Bugma ยท Sabtu, 25 Januari 2020 - 14:55 WITA
Kasus Penculikan di Makassar Hoaks, Polisi Dalami Motif Siswi SMP Mengarang Cerita Bohong
Bocah yang mengarang cerita soal penculikan di Makassar sedang menjalani proses pemeriksaan di kantor polisi. (Foto: iNews/Andi Deri Sunggu).

MAKASSAR, iNews.id - Polisi sedang mendalami kasus penculikan siswi SMP di Kota Makassar, Sulawesi Selatan (Sulsel), yang ternyata hoaks. Petugas akan mencari tahu motif remaja berinisial V (14), mengarang cerita bohong itu.

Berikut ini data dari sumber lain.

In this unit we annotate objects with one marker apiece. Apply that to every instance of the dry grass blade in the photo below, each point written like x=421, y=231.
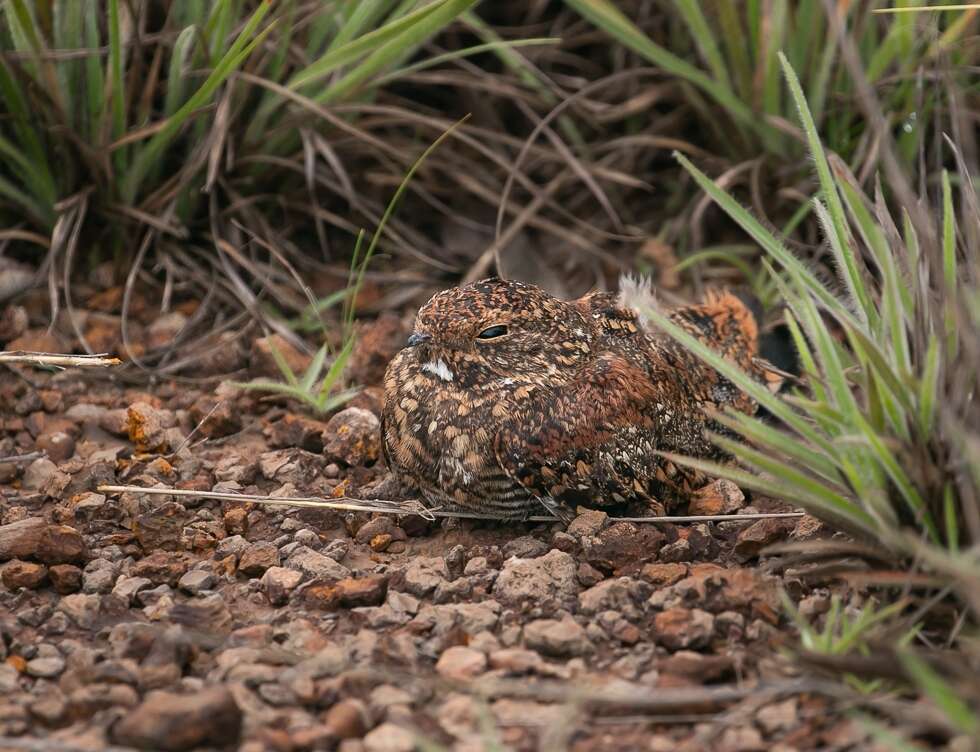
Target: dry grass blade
x=413, y=506
x=59, y=360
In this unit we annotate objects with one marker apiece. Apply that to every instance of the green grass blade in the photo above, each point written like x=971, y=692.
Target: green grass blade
x=941, y=693
x=949, y=266
x=704, y=38
x=929, y=395
x=758, y=232
x=334, y=372
x=313, y=370
x=610, y=19
x=240, y=49
x=389, y=52
x=446, y=57
x=117, y=79
x=179, y=65
x=838, y=232
x=361, y=46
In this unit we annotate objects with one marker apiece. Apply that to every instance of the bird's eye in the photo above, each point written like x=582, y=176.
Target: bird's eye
x=492, y=332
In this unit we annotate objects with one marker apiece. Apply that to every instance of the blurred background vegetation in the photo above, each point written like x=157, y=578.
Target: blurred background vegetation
x=231, y=152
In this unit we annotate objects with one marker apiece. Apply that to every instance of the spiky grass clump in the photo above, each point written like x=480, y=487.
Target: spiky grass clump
x=881, y=438
x=878, y=438
x=728, y=52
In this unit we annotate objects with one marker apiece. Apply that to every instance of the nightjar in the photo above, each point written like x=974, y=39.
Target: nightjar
x=508, y=401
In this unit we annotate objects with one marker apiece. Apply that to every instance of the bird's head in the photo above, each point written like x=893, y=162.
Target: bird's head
x=496, y=329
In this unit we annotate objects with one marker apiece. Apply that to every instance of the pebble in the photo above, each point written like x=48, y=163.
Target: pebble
x=316, y=565
x=389, y=738
x=197, y=581
x=561, y=638
x=530, y=582
x=257, y=558
x=174, y=723
x=460, y=663
x=46, y=668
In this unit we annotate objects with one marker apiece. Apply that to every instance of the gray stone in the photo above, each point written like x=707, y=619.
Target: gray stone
x=127, y=587
x=316, y=566
x=197, y=581
x=99, y=576
x=562, y=638
x=531, y=582
x=46, y=668
x=81, y=608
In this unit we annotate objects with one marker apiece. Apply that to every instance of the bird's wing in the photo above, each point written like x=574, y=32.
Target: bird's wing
x=588, y=442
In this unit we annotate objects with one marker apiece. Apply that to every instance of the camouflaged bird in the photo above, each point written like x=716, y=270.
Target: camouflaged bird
x=508, y=400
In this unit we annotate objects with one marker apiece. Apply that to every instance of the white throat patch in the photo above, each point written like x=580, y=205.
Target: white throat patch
x=438, y=368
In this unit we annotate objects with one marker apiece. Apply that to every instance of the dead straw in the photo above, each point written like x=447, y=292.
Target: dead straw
x=60, y=360
x=414, y=506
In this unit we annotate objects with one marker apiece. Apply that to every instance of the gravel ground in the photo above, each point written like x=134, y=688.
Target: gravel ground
x=176, y=623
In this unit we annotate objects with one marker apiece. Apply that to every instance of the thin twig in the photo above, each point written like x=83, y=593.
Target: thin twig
x=413, y=506
x=59, y=360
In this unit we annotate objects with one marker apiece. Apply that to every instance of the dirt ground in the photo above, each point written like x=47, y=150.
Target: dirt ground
x=174, y=622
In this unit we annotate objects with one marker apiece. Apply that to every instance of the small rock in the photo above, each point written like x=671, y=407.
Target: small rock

Kasat Reskrim Polrestabes Makassar, AKBP Inratmoko mengatakan, kasus ini sudah dilaporkan keluarga korban ke polisi. Selain itu sudah membuat geger warga sekitar, sehingga petugas pun merasa perlu mendalami keterangan V.

"Akan kami dalami keterangan siswi SMP ini, karena sudah bikin geger warga sekitar juga," kata Inratmoko di Kota Makassar, Sulsel, Sabtu (25/1/2020).

BACA JUGA: Kasus Penculikan Siswi SMP di Makassar Hoaks, Korban Mengarang Cerita karena Takut Dimarahi Orang Tua

Dia memastikan, insiden penculikan terhadap V hoaks. Remaja putri tersebut hanya mengarang cerita karena enggan pulang ke rumah pada Sabtu (19/1/2020) pekan lalu.

"Korban ini sedang ada masalah dengan ibunya, jadi dia menginap di rumah temannya dan saat pulang mengarang cerita penculikan," ujar dia.

Menurut dia, polisi memang sudah merasa janggal dengan laporan orang tua korban. Hal ini diperkuat olah TKP dan pemeriksaan saksi-saksi di lapangan, hingga akhirnya polisi memeriksa V dan memintanya berkata jujur.

BACA JUGA: Kronologi Penculikan Siswi SMP di Makassar, Pelaku Pakai Masker dan 1 Orang Bertato

Sebelumnya, siswi SMP mengaku menjadi korban penculikan pada Sabtu (19/1/2020) lalu selama dua hari. Korban dibawa oleh enam orang tak dikenal yang menggunakan masker, lalu dibawa dan disekap di sebuah ruangan.

Dalam cerita karangannya itu, V mengaku berhasil meloloskan diri dengan cara meloncat dari jendela tempatnya disekap. Dia baru kembali pulang pada Senin (21/1/2020) setelah diantar oleh seseorang ke kawasan dekat rumahnya.